Devamı ise demokrasiyi geliştirme sürecidir. Hedef elbette demokrasiye geçiş (!) değil demokrasiyi güçlendirmektir. Türkiye’nin demokratik sisteme sahip olmadığı, eleştiri hakkının bulunmadığı gibi gerçeklikten uzak iddialarla demokrasiye geçmekten söz edenler var. Bu çevrelerin, kendi eylem ve söz hürriyetlerini sınırsız kullanmakta hiçbir engelle karşılaşmadıkları halde, demokrasi askıda mealinde sözler etmesi ciddi bir çelişkiye işarettir."
"EN RAHAT MUHALEFETLERDEN BİRİ TÜRKİYE'DE"

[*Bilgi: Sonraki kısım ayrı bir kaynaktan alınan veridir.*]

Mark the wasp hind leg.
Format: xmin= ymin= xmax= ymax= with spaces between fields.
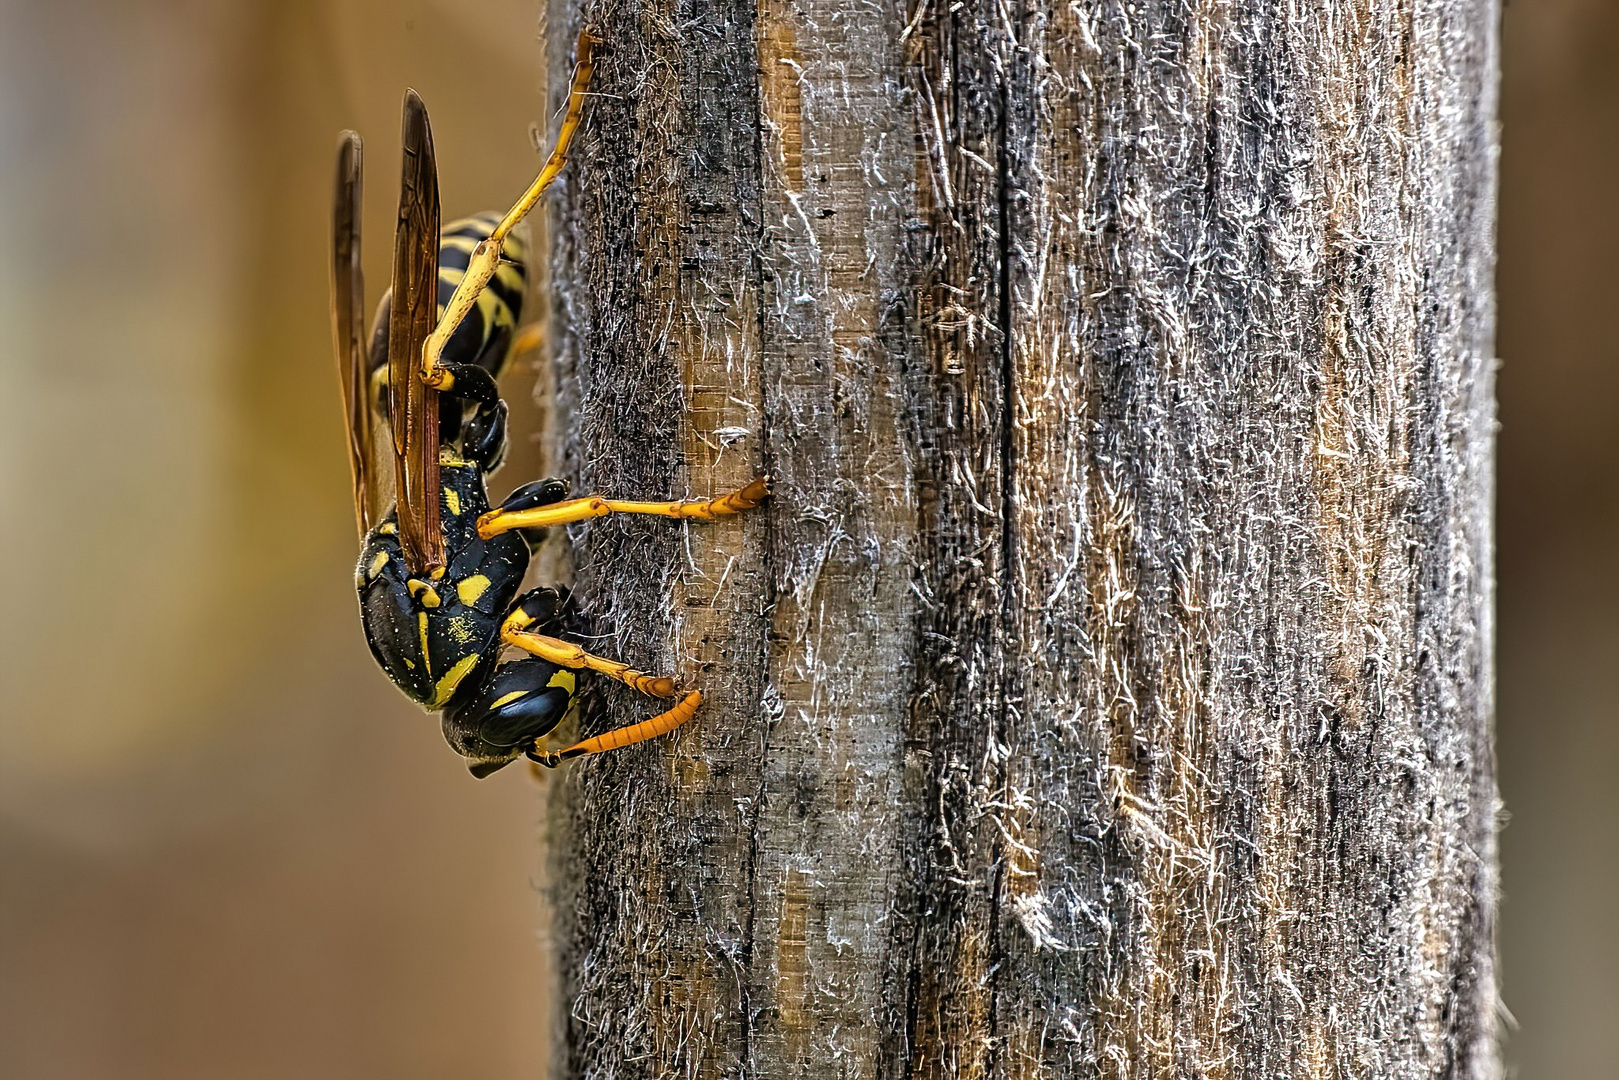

Türkiye'deki demokrasinin işleyişiyle ilgili eleştirilere yanıt veren Uçum "Demokrasi askıda ise Türkiye’de her türlü muhalefet nasıl olabiliyor, varlıklarını nasıl sürdürüyor, hatta en radikal fikri muhalefetler nasıl ortaya çıkıyor. Oysa görüş ve eylem çeşitliliği açısından demokratik dünyanın en rahat muhalefetlerinden biri Türkiye’de yapılıyor. Suç sayılan ifadeler ve fiiller isnadıyla yapılan soruşturmaları, alınan hukuki tedbirleri, suçu sabit olanlar için verilen cezaları ileri sürerek demokrasi askıda demek ancak dar ideolojik bir bakışla ve pozitif hukuku tanımamakla açıklanabilir. Daha iki buçuk sene önce cumhurbaşkanı seçimi ikinci tura kaldı, bir buçuk sene önce muhalefet yerel seçimlerde başarı elde etti. Hangi askıda demokraside bunlar gerçekleşebilir. Suç alanına girilmedikçe her kanattan muhalif, demokratik muhalefet alanında son derece rahat bir şekilde hareket ediyor. Türkiye’nin gerçeği budur" iddialarında bulundu.
"HİÇBİR ÖN ŞARTA BAĞLANAMAZ"
Başdanışman Mehmet Uçum şu sözlerle devam etti:
"Soyut iddialarla, gerçeklikten kopuk ve kurgusal tezlerle, fikri çarpıtmalarla, kör ideolojik bakışlarla Türkiye’nin demokrasi gerçeğinin üstü örtülemez. Çünkü tamamlanacak, geliştirilecek ve ilerletilecek yönleri olsa da Cumhuriyet ve demokrasi güçlü temellere sahiptir.
Bu arada “Terör bitmesin veya terörü bitirmeyin çünkü henüz demokrasiye geçmedik” anlamına gelen yorumları yapmak aymazlıktır. Bu bakış açısında mevcut demokrasiyi inkar eden tavrın dışında daha önemli sorun, terörün demokrasi için yapılan bir eylem olduğu izlenimi vermesidir. Böyle bir bakışı hiç kimse kabul edemez.
Terörü sona erdirmek hiçbir önşarta bağlanamaz. Terör hiçbir iyi hedefin aracı olamaz. Terörün bitmesi, hiç kimse için bir kayıp değildir, herkesin kazancı ve demokrasiyi geliştirmek için yüksek bir imkandır. Bu nedenle bu süreci istismar etmek en büyük sabotaj olur."